How to load multiple .mat files for training in Pytorch

Abhi · October 16, 2020, 3:53am

I have 3D dataset(1000 files) in .mat format. and I wish to load for training. can anyone please suggest to me how to do this?

ptrblck · October 17, 2020, 10:17am

You could use scipy to load the mat files as shown here.

Abhi · October 21, 2020, 7:21am

Hi. @ptrblck I created the data loader by using the referenced function. but my data is not divided into batches while training.(mat file contain: complex128)
(one thing I don’t understand I am unable to define batch size greater than path length.)

‘’’
import scipy.io as io
class MyDataset(Dataset):
def init(self, mat_paths,col_name,transform):
self.paths = mat_paths

    self.matX = io.loadmat(self.paths)[col_name]

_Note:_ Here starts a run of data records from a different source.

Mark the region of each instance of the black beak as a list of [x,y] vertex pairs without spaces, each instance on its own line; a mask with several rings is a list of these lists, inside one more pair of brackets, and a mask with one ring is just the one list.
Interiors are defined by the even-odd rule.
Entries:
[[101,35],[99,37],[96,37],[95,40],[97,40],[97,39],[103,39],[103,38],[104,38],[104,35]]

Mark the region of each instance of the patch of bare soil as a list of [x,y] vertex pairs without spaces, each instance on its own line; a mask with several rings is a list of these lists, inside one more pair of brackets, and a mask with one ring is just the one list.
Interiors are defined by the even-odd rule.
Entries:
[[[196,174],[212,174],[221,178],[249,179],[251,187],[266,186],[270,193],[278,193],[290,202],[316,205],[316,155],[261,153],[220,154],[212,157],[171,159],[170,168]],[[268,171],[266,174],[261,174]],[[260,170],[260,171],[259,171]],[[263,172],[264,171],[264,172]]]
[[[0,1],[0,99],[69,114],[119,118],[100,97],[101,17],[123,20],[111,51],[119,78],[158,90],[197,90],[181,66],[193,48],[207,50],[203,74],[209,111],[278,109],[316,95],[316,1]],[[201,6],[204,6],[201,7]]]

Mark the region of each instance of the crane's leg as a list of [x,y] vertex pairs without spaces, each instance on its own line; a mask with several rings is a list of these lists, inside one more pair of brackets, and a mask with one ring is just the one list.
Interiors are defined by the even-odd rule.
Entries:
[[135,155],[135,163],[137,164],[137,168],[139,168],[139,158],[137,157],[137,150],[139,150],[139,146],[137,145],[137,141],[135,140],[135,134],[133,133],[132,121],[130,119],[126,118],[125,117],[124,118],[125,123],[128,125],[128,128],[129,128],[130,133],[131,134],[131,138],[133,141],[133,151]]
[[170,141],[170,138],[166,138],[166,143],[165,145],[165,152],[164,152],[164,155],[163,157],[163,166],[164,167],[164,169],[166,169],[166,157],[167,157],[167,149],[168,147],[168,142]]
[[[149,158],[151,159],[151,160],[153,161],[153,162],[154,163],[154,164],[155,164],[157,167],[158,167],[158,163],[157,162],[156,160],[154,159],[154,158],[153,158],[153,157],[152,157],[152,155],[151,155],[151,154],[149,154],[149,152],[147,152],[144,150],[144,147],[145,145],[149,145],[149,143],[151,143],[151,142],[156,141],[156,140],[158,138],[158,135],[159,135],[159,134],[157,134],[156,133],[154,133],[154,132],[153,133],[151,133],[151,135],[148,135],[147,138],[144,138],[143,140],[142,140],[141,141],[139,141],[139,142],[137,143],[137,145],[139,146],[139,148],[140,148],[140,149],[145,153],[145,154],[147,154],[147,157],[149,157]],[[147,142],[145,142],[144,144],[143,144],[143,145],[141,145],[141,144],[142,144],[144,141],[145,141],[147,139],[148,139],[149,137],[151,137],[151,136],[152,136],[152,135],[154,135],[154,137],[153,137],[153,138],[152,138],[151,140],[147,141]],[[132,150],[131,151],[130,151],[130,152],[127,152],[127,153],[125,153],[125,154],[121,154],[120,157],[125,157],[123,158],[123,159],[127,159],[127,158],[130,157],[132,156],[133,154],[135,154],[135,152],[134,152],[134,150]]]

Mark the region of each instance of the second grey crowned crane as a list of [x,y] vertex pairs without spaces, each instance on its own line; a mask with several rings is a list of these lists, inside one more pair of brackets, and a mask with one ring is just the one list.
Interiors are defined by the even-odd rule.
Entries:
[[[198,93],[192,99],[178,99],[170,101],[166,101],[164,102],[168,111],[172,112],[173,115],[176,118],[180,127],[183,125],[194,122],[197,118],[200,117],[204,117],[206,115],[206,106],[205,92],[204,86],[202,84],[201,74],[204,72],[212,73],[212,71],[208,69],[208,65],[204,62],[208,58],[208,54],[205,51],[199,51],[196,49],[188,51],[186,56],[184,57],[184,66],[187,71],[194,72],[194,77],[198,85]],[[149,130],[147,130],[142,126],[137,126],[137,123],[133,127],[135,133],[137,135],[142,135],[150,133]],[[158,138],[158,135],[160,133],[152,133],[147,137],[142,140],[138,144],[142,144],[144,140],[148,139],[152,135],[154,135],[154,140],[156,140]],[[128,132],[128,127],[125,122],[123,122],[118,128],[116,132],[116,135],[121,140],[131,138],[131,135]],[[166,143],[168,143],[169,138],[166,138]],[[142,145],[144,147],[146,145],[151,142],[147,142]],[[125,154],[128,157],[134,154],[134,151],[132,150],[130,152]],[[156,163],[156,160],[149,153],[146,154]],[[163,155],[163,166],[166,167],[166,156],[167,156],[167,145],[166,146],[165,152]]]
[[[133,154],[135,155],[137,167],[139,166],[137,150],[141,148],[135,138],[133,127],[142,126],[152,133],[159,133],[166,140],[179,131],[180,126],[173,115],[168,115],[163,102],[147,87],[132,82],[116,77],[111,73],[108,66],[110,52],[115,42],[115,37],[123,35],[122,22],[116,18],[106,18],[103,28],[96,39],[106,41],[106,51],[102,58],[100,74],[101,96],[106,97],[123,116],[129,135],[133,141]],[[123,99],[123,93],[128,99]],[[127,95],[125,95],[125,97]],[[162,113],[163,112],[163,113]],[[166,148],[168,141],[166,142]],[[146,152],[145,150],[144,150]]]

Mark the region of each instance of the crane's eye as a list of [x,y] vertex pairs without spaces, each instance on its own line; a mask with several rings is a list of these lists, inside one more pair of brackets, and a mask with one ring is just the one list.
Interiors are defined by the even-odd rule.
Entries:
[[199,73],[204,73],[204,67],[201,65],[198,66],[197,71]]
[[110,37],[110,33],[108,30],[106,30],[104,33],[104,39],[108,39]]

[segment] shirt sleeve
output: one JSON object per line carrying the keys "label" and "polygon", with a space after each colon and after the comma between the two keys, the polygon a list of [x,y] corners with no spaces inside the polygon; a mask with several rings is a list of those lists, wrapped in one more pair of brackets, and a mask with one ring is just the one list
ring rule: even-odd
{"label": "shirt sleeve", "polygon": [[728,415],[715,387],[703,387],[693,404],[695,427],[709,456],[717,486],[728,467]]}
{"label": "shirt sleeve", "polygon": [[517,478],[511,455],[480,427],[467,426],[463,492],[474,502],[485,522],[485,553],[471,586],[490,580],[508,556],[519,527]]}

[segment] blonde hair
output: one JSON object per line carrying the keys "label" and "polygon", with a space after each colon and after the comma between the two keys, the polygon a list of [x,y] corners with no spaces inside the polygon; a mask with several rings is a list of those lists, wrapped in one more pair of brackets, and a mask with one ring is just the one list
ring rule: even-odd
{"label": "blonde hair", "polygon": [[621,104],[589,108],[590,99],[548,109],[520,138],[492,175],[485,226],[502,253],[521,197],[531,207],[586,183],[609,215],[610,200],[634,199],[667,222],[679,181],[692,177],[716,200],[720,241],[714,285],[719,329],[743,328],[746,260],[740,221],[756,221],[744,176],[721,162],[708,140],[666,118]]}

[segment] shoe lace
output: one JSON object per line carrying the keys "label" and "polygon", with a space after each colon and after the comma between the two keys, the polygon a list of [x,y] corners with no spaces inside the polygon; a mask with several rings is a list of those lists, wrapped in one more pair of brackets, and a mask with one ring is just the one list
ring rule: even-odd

    self.transform = transform
def __getitem__(self, index):
  
    X = self.matX[index].astype(np.float32)
   
    X = torch.from_numpy(X)
    X = abs(X)

    return X

def __len__(self):
    return len(self.paths)

mat_paths = (r’C:\Users\Abhi\Downloads\dataset\outputs\images\train1.mat’)

trainDataset = MyDataset(mat_paths,‘train4’,transform=transform)

trainLoader = DataLoader(trainDataset, batch_size=32, shuffle=True, num_workers=0, pin_memory=True,drop_last=True)
‘’’

ptrblck · October 21, 2020, 8:00am

I assume self.matX is a numpy array containing all samples in dim0.
If that’s the case, you might need to return len(self.matX) or self.matX.shape[0] in the __len__ function instead of the length of self.paths.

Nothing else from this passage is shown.